I spent a lot of time on that first draft but somehow it seems to ring a little hollow.  And after listening to the other nineteen democrat/liberal/progressive/socialist candidates, it seems the trend is to do one of three things.  One, go beyond far-left with a bunch of outlandish, undefinable, unaffordable hair-brained new policies.  Or two, just talk around the major issues facing America today and, in effect, say nothing.  Or three, join the crowd and just attack Trump. 

All that stuff in the first draft can be left for later.  The objective is to defeat Trump then get on with what I really want to do as President.  Irrespective of the praise Jessie Jackson and Al Sharpton heaped on Donald Trump a few years ago for his decades of work helping minorities and the poor, the vocal left and the press have millions of Americans believing trump is a racist.  While I have no knowledge that it is true, we can keep a full-court-press on the issue.  If enough people say it is true, more will believe it and racism will take on a life of its own. 

SO ON 25 APRIL, 2019 JOE BIDEN SAID: “We are in a battle for the soul of this nation.”

He joined the hatemongers of the democratic/liberal/progressive/socialist left because the bottom line is, that is about all he has to work with. 

JOE BIDEN’S THINKING THIS PAST WEEKEND:

This next year is going to be a real drag arguing with all those other strange-name want-a-be candidates who are mostly clueless and don’t have a chance of getting the nomination. 

SAYING TO HIMSELF:  Just remember Joe, you don’t have to win every primary.  You just have to do enough to get to the 2020 Democratic Convention.  If my age has become too much of an issue, I will tell the attendees that I am only planning to serve four years.  Also, I will ask Michele Obama to be my Vice President and she can then run and take over in 2024 for eight years.  They will go crazy.  It will be a slam dunk. 

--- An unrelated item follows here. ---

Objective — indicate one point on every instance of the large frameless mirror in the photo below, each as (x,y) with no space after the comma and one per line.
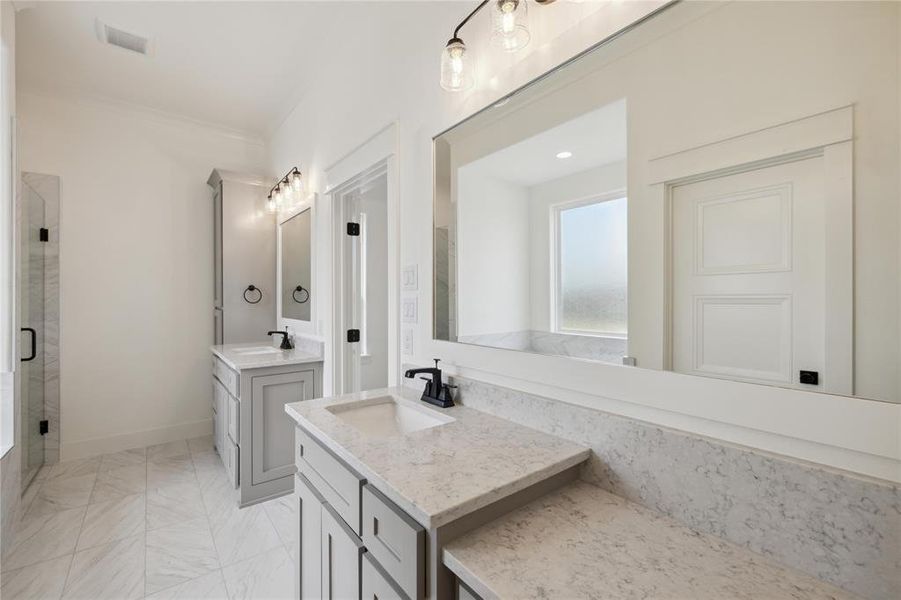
(296,267)
(714,192)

JOE, REMINDER TO SELF: While I’m thinking about the convention, I need to make a note to insure we have an American flag on the stage this time.  I recall at the beginning of the 2016 convention The Daily Caller reported that, “It doesn’t look like there are any American Flags.  The stage is bland and grey, with no red, white or blue present. A thorough look at the crowd present also turns up no American flags”.

FINALLY, IN CLOSING:

MEMO TO JOE BIDEN

Date: 26 April, 2019

From:  The American People

Subject:  How to Not Win

Joe, four things you need to lock into your brain and believe:

One, Americans are sick and tired of the culture of hate the Left and Media have perpetrated on us and continue to do so.  Remember, those on the Right, have no one to hate.  The Republicans are not a part of the hatemonger movement.  If you take a deep breath, site back and be intellectually honest with yourself you will begin to understand that. The best way to, “win the battle for the soul of this nation” is to lead the democrat/liberal/progressive/socialists away from the hate culture. 

Two, if you believe you can win an election by just hammering on the baseless theme that, “Trump is a racist” you will be sorely disappointed.  Your cohorts and the media are doing a good job of pursuing a campaign to get millions saying, “Trump is a racist”, in the hope that the remainder will sign up to that thesis because of the brainless tactic, “If everyone is saying it, it must be true.”

Three, if you want to win you have to acknowledge that we the people are better off today than we were in 2016; much better.  Then you have to convince us that you can build on that situation better than President Trump can.  Lots of luck with that.   If you don’t, you fail again. 

Four, “third time is a charm” is just a senseless saying with no basis in fact.